Солнечный луч скользнет по длинной путанице бусин в левом ухе, выбивая ленивую дробь. И вот весь мир уже танцует:

Полная матрона в синей юбке, строгой, как вся католическая церковь, проходя мимо прилавка с апельсинами, спотыкается, и делает несколько резких коротких шагов — тук-тук-тук! Усатый мужчина средних лет, в рубашке, которая когда-то могла называться белой — наверное, когда он еще мог ластиком сбрить свои усы вместо бритвы, никак не позже — резко вскинул вверх руку с ярко-красным томатом, нахваливая свой товар — та-тат-там! Седая, но стройная, как вся испанская кавалерия, старуха в цветной шали, грозит мальчишке-внуку, стуча клюкой по булыжной мостовой — цок-цок-цок-цок! Упомянутый внук, чумазый, кудрявый и черноволосый, как чертенок, бежит от бабки, сломя голову, сшибая лоток с яблоками — бам-бам-бам-бам!
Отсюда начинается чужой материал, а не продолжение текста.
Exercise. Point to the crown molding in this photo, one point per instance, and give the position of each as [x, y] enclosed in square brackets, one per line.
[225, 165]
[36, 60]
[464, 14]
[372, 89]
Ты льешь на белую майку — с надписью Julie — апельсиновый сок, и посредине оранжевого солнечного пятна проступает коричневый сосок. Венера заломила руки в бессильной тоске, увидев тебя. Заломила и отломила, ха-ха.


Бросаться следом, бежать, расталкивая вальяжных туристов, за тобой, только затем, чтобы ухватить твой танцующий силуэт на кончик карандаша? Пренебрегая приличиями, хватать тебя за руки — смуглые сильные пальцы — серебряное витое кольцо на безымянном? Сбивчиво говорить тебе, что у тебя руки Джоконды? Все ищут разгадку ее улыбки, а кто видел, как прекрасны ее сплетенные пальцы, ее руки, исполненные спокойной женской силы? Крикнуть в твою поежившуюся спину сплиновское: «Я напишу с тебя портрет, и сдам рублей за восемьсот

Крикнуть. Чтобы мне перестало ночью сниться твое тело. Чтобы снилась твоя душа — легкая, как крыло бабочки. Желтой, как дольки лимонов на дне двух бокалов. На самом дне лета, где-то между июлем и августом — звонком, как кастаньеты, Джули.